A recent animal study by Decambron et al. evaluated the impact of adding BMP-2 to MSCs-coral tissue engineering construct (TEC). Despite insignificant results, an increased amount of newly formed bone and scaffold resorption was observed in BMP-MSC-TEC group [40]. The contradictory effects of the BMP on bone healing are explained by its stimulating effect to both osteoclasts and osteoblasts. In the presence of both cells, BMP will primarily activate the osteoclasts to promote bone resorption supporting osteoclastogenesis [45].

In several conditions, including being in a poorly vascularized environment, state of extensive tissue damage and inadequate nutrition transplanted stem cells cannot be predicted and would fail as a treatment. MSCs cannot work alone; they depend on the extracellular matrix, and they should be combined with an intercellular signal (osteoinductive) as well as neovascularization to sustain its viability. The BMP-2 has the strongest osteoinductive potency compared to other osteoinductive factors. It plays an essential role in the process of differentiation which starts from the differentiation of MSC into osteoprogenitor cells and subsequently become pre-osteoblast, and eventually the differentiation of osteoblast into osteocyte [46].

The findings in our study showed a promising result in promoting fracture healing and scaffold integration in the host bone.
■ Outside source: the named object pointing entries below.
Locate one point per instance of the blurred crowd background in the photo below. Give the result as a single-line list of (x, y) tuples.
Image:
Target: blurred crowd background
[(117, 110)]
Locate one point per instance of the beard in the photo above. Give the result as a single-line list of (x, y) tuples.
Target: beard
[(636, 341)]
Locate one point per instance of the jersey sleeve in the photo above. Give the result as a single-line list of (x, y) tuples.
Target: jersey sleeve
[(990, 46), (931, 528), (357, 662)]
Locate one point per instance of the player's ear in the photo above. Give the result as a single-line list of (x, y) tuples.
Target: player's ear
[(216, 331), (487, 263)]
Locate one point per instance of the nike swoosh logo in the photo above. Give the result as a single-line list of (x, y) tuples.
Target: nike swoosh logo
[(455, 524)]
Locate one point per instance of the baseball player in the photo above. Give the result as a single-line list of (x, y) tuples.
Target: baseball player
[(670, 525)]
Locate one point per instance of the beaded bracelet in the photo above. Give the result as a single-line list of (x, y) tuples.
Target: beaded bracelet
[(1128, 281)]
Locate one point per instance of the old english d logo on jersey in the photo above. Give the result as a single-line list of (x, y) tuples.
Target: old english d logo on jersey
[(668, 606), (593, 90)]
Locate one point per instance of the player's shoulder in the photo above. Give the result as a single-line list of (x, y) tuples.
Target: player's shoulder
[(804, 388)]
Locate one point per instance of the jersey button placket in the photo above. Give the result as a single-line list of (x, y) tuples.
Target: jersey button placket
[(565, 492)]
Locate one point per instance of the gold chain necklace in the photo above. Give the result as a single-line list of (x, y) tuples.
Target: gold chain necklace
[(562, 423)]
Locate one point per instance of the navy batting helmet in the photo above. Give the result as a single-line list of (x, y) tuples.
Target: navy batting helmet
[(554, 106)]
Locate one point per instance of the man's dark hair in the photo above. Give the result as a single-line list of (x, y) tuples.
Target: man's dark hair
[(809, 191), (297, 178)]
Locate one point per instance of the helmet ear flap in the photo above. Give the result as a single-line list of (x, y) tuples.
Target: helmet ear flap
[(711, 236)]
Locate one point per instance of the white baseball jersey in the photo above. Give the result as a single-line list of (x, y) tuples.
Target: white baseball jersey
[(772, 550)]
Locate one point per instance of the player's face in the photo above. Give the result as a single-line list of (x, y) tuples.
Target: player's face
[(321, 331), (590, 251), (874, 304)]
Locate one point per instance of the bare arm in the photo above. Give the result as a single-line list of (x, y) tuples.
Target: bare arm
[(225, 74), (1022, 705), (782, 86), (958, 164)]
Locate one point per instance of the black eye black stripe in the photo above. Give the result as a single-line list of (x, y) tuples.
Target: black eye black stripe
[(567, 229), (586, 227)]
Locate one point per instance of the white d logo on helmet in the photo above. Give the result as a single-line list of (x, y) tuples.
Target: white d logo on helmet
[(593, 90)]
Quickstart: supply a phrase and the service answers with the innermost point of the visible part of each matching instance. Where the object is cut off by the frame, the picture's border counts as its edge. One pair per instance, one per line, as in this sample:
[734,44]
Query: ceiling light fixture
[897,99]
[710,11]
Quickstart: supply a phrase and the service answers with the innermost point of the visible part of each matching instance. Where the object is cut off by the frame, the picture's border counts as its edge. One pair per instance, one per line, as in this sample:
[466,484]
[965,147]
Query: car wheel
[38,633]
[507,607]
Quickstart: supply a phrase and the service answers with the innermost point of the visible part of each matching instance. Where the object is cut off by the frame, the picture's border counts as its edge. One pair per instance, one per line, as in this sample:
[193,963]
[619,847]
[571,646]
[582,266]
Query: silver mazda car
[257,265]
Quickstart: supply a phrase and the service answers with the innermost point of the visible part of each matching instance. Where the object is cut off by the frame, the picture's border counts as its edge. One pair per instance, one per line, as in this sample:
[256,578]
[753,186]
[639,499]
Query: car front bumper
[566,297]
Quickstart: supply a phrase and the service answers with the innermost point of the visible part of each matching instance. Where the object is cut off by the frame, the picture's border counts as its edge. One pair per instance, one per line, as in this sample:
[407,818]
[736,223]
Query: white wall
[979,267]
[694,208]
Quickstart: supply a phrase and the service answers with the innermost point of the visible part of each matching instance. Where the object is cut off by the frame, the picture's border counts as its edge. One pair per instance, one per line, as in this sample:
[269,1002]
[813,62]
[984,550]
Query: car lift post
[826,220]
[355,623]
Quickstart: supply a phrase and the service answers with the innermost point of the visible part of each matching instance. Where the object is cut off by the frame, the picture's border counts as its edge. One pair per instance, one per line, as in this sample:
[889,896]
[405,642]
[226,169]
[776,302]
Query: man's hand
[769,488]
MSC-based tissue engineering construct may also avoid some drawbacks that are experienced by other treatment methods such as the limited number of graft/scaffold, requirement of multiple surgery or microvascular surgery, and long treatment duration that extremely relied on the patient compliance. There are several limitations in our study. The absence of control group may largely affect the results and conclusions of our study, as we could not evaluate the efficacy of each component separately. Our study only involved a small number of patients. These limitations highlighted that further studies, multicenter randomized controlled studies with larger samples, and longer follow-up duration are required to follow our translational study.

Previously, we published a separated case report on a similar technique for reconstructing CSDs after osteofibrous dysplasia resection. The patient obtained complete union and significant functional improvements by 42 weeks, and the results were consistent after 84 weeks of follow-up [46]. This study further supports our in vitro study that the additional MSC injection to the scaffold would increase the potency of bone healing [27]. Aside from their effects on stimulation of the dormant local stem cells surrounding the fracture site by its paracrine effects, the induction of proliferation and proliferation of BM-MSCs into osteogenic cells (when implanted in the defect area) is more desired in CSDs.⁴⁷

The combination of autologous BM-MSCs, HA granules, and BMP-2 are safe and may serve as a good option for treating CSDs. Further multicenter randomized controlled trials are required to investigate the efficacy of this therapeutic combination.